We have recently reported that the extent of improvement in oxygenation after the first session of prone positioning could be predictive of clinical outcome for patients with non-COVID ARDS (9). In this study, we confirmed this finding in patients with COVID-19 ARDS. In addition, we found that the improvement in static Crs after prone positioning was also associated with clinical outcome. Therefore, if the physiological effect of prone positioning is not substantial at the end of first session, intensivists may have to consider another therapeutic options.
Our study has several limitations.
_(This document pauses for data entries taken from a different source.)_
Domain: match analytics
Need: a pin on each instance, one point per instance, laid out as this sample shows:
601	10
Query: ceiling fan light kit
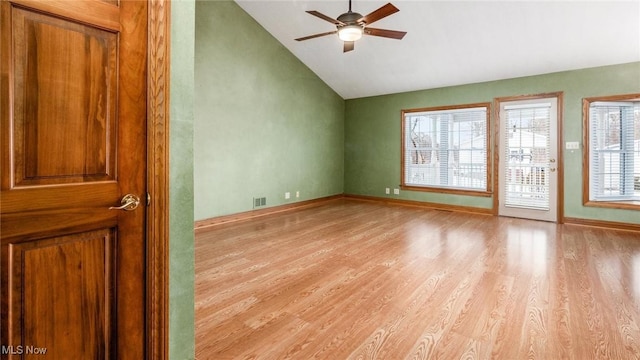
350	26
350	33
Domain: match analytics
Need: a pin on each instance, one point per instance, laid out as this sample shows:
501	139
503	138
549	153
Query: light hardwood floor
360	280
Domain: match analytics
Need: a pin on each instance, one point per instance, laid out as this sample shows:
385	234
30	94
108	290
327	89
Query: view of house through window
446	148
613	149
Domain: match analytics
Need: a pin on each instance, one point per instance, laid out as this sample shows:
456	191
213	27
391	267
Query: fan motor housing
350	18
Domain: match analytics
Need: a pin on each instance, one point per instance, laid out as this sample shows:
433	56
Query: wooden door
73	139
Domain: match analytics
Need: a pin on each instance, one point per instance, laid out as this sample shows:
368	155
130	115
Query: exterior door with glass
528	158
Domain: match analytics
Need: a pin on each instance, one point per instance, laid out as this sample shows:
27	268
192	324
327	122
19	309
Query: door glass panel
527	156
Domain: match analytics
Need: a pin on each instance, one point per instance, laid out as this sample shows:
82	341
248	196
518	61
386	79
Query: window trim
586	134
487	192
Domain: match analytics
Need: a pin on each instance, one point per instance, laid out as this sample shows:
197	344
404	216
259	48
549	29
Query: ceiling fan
350	26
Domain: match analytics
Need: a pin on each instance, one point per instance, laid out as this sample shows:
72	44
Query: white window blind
526	157
614	151
446	148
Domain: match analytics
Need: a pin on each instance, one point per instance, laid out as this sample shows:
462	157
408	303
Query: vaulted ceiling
454	42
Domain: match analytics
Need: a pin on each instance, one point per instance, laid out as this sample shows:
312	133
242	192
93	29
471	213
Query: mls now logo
22	350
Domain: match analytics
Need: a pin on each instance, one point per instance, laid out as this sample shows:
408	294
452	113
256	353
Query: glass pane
527	185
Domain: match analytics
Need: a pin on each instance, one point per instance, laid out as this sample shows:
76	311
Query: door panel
73	139
56	140
528	181
69	281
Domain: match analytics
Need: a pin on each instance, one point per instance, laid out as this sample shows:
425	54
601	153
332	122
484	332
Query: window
445	149
612	151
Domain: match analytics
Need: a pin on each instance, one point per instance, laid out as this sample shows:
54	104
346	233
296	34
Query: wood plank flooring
360	280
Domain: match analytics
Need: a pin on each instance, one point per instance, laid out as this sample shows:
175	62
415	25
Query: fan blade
325	17
316	35
382	12
393	34
348	45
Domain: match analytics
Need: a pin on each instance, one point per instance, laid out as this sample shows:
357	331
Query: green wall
372	132
181	237
264	123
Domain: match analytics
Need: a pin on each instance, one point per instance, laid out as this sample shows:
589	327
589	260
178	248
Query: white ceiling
454	42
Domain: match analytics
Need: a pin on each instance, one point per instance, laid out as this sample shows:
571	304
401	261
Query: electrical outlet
257	202
572	145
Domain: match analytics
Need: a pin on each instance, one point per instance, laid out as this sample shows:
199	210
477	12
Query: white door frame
557	213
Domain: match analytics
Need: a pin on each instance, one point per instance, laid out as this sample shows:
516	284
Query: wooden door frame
560	157
157	291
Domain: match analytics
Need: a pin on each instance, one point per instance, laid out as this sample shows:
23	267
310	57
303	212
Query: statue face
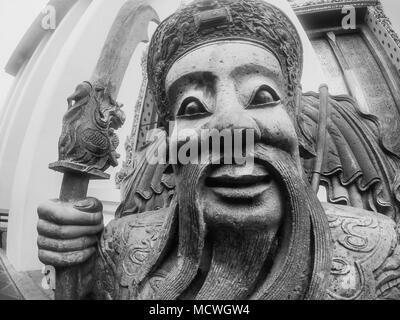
234	86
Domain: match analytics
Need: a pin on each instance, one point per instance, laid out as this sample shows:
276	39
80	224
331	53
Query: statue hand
68	232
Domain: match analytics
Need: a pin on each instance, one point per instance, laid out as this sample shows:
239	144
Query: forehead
226	58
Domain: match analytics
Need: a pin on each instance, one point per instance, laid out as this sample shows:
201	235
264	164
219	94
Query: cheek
276	127
182	130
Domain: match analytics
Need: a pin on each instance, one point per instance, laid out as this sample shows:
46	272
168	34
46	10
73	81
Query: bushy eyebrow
251	68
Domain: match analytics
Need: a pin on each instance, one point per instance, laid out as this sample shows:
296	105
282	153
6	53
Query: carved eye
264	96
191	107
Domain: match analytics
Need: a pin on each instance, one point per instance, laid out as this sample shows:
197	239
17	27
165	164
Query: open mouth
239	182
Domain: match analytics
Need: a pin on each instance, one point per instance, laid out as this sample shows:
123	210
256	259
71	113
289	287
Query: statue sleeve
104	268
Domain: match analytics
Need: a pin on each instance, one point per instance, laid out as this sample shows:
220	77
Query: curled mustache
304	233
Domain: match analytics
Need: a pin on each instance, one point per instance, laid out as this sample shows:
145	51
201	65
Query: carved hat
209	21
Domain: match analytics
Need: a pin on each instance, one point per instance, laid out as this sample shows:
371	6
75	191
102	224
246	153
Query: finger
65	259
66	214
51	230
77	244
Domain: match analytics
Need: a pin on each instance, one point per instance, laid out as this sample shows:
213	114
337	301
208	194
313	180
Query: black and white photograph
196	156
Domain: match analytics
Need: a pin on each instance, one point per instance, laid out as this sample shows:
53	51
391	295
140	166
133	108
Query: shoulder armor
127	244
366	256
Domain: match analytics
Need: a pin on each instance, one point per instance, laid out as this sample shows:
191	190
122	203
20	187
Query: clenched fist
68	232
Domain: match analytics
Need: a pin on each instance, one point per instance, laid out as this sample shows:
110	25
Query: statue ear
306	147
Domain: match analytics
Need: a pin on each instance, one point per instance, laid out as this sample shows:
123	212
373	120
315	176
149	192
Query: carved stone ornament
88	136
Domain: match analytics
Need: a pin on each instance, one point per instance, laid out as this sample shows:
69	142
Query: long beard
246	263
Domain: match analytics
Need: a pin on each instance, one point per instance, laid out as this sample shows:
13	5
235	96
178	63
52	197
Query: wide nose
230	114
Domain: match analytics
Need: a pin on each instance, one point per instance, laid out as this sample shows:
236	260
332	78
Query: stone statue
207	231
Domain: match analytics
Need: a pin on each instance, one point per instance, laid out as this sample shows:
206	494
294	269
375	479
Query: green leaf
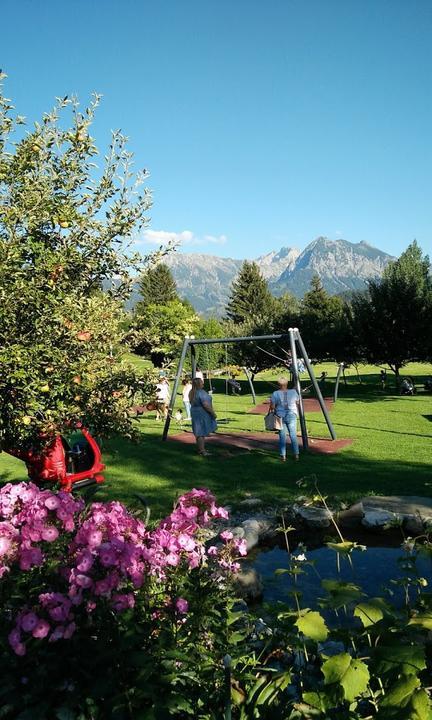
421	706
65	713
312	625
399	694
400	659
341	593
371	611
344	548
424	620
351	674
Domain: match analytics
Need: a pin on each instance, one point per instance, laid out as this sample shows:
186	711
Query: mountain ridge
205	280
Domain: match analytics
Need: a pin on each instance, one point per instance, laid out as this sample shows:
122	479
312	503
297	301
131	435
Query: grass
390	454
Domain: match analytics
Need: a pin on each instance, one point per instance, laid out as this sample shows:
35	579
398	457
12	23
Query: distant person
187	387
407	386
234	386
199	374
203	415
162	397
284	403
179	416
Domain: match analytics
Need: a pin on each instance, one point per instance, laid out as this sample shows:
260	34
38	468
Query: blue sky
262	123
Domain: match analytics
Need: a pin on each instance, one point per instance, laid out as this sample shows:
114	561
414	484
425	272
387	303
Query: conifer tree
394	318
157	286
250	299
320	320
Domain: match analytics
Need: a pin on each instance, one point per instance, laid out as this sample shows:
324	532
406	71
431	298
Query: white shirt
285	400
162	391
186	390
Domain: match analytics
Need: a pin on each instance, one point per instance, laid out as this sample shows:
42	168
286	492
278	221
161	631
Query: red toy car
72	468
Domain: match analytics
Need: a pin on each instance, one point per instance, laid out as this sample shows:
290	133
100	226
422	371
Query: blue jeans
186	403
289	422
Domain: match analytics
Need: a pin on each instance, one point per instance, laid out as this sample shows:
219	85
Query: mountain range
205	280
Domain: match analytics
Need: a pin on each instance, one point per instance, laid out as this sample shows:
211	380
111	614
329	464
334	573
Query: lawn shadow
162	471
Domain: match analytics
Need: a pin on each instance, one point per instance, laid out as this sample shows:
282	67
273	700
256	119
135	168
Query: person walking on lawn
284	404
203	415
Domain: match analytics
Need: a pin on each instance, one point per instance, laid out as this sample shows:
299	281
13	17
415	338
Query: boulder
249	584
377	518
413	510
251	530
314	517
250	503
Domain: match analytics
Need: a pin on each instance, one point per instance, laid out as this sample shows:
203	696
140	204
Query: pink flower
50	533
121	602
226	535
182	606
94	538
186	542
69	631
85	561
41	630
107	557
29	621
241	546
52	502
56	634
30	557
5	545
83	581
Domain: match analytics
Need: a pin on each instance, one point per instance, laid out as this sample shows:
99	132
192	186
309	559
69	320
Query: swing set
297	349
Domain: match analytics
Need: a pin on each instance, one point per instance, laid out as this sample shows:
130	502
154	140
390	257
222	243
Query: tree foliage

First, our study was conducted at a single center and the number of patients studied was limited, although we enrolled every consecutive patient treated using prone positioning until December 2020. Second, despite our efforts to adjust for between-group differences including 1:1 matched analysis, we cannot exclude the possibility that uncontrolled individual factors affected our study findings. Third, we could not evaluate the effect of prone positioning in patients with preserved static Crs (type L phenotype), because there were no such patients in our cohort.